Fermi-generation GPU (GTX 4xx, GTX 5xx, or Tesla equivalent) required.
Documentation
Compiling -- how to check out and compile this code.
Data -- what kind of data this net can train on.
LayerParams -- how to specify an architecture for the net.
NeuronTypes -- types of hidden unit nonlinearities.
TrainingNet -- how to train the net.
Options -- the command-line arguments that the net takes.
ViewingNet -- how to look inside the checkpoints saved by the net.
CheckingGradients -- how to numerically test the gradients for correctness.
## Fast results
11% error on CIFAR-10 in 75 minutes, with image translations and horizontal reflections (def, params).
13% error on CIFAR-10 in 25 minutes, with image translations and horizontal reflections (def, params).

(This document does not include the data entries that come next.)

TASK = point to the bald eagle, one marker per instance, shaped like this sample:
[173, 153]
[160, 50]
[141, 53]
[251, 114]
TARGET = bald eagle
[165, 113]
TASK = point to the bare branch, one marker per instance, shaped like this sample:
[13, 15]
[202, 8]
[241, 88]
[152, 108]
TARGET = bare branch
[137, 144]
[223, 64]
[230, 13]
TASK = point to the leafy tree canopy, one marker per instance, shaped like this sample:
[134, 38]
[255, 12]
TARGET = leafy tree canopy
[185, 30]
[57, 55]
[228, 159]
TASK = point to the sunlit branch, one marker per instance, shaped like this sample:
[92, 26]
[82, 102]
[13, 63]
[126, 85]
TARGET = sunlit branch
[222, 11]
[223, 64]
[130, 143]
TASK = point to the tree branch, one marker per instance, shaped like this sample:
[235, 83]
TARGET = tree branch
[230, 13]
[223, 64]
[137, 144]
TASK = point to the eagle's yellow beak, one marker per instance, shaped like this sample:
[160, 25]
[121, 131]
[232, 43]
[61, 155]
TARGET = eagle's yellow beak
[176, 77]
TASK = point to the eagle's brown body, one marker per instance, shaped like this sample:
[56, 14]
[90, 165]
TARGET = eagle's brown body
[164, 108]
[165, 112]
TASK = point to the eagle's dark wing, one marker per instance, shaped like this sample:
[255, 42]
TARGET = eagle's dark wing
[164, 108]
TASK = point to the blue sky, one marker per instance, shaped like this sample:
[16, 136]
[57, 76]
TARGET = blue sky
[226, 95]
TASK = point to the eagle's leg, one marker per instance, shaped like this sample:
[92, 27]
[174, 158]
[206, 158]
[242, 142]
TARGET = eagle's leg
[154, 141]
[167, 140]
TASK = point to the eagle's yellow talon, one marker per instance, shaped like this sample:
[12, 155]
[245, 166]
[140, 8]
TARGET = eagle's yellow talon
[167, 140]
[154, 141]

See Methodology for details of training.
Filters learned by this net:
https://github.com/JBAhire/Cuda-ConvNet2/blob/master/80-second-filters2.png
18% error on CIFAR-10 in 20 minutes, without any image translations/transformations/preprocessing (def, params).
26% error on CIFAR-10 in 80 seconds, without any image translations/transformations/preprocessing (def, params).